If reapers sing while reaping, why should not auditors sing while auditing and bankers while banking? If there are songs for all the separate things that have to be done in a boat, why are there not songs for all the separate things that have to be done in a bank? As the train from Dover flew through the Kentish gardens, I tried to write a few songs suitable for commercial gentlemen.
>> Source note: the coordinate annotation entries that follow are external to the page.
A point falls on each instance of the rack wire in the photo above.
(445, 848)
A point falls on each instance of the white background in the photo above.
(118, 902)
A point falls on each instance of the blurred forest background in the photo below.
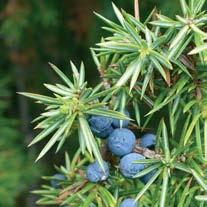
(33, 33)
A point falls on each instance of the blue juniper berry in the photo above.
(128, 166)
(117, 123)
(57, 179)
(121, 141)
(101, 126)
(148, 141)
(145, 179)
(95, 173)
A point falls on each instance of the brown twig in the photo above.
(136, 9)
(73, 189)
(147, 152)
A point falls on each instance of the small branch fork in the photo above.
(136, 9)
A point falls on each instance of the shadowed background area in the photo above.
(33, 33)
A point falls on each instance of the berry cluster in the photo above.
(121, 142)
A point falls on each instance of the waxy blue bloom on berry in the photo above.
(148, 141)
(95, 173)
(117, 123)
(57, 179)
(128, 166)
(121, 141)
(145, 179)
(101, 126)
(128, 203)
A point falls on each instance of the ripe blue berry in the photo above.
(57, 178)
(121, 141)
(128, 166)
(117, 123)
(145, 179)
(148, 141)
(128, 203)
(101, 126)
(95, 173)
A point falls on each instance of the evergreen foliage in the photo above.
(156, 70)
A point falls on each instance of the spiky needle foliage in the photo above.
(156, 69)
Thus, the work of bank clerks when casting up columns might begin with a thundering chorus in praise of Simple Addition.

“Up my lads and lift the ledgers, sleep and ease are o’er. 
    Hear the Stars of Morning shouting: ‘Two and Two are four.’ 
Though the creeds and realms are reeling, though the 
    sophists roar, 
Though we weep and pawn our watches, Two and Two are Four.

There’s a run upon the Bank—
    Stand away! 
For the Manager’s a crank and the Secretary drank,   
    and the Upper Tooting Bank           
        Turns to bay! 
Stand close: there is a run 
        On the Bank. 
Of our ship, our royal one, let the ringing legend run,   
    that she fired with every gun           
        Ere she sank.

… . .

And as I came into the cloud of London I met a friend of mine who actually is in a bank, and submitted these suggestions in rhyme to him for use among his colleagues. But he was not very hopeful about the matter. It was not (he assured me) that he underrated the verses, or in any sense lamented their lack of polish. No; it was rather, he felt, an indefinable something in the very atmosphere of the society in which we live that makes it spiritually difficult to sing in banks. And I think he must be right; though the matter is very mysterious. I may observe here that I think there must be some mistake in the calculations of the Socialists. They put down all our distress, not to a moral tone, but to the chaos of private enterprise. Now, banks are private; but post-offices are Socialistic: therefore I naturally expected that the post-office would fall into the collectivist idea of a chorus. Judge of my surprise when the lady in my local post-office (whom I urged to sing) dismissed the idea with far more coldness than the bank clerk had done. She seemed indeed, to be in a considerably greater state of depression than he. Should any one suppose that this was the effect of the verses themselves, it is only fair to say that the specimen verse of the Post-Office Hymn ran thus:

O’er London our letters are shaken like snow,
Our wires o’er the world like the thunderbolts go.
The news that may marry a maiden in Sark,
Or kill an old lady in Finsbury Park.

        Chorus (with a swing of joy and energy):

Or kill an old lady in Finsbury Park.

And the more I thought about the matter the more painfully certain it seemed that the most important and typical modern things could not be done with a chorus. One could not, for instance, be a great financier and sing; because the essence of being a great financier is that you keep quiet. You could not even in many modern circles be a public man and sing; because in those circles the essence of being a public man is that you do nearly everything in private. Nobody would imagine a chorus of money-lenders. Every one knows the story of the solicitors’ corps of volunteers who, when the Colonel on the battlefield cried “Charge!” all said simultaneously, “Six-and-eightpence.” Men can sing while charging in a military, but hardly in a legal sense. And at the end of my reflections I had really got no further than the sub-conscious feeling of my friend the bank-clerk—that there is something spiritually suffocating about our life; not about our laws merely, but about our life. Bank-clerks are without songs, not because they are poor, but because they are sad. Sailors are much poorer. As I passed homewards I passed a little tin building of some religious sort, which was shaken with shouting as a trumpet is torn with its own tongue. THEY were singing anyhow; and I had for an instant a fancy I had often had before: that with us the super-human is the only place where you can find the human. Human nature is hunted and has fled into sanctuary.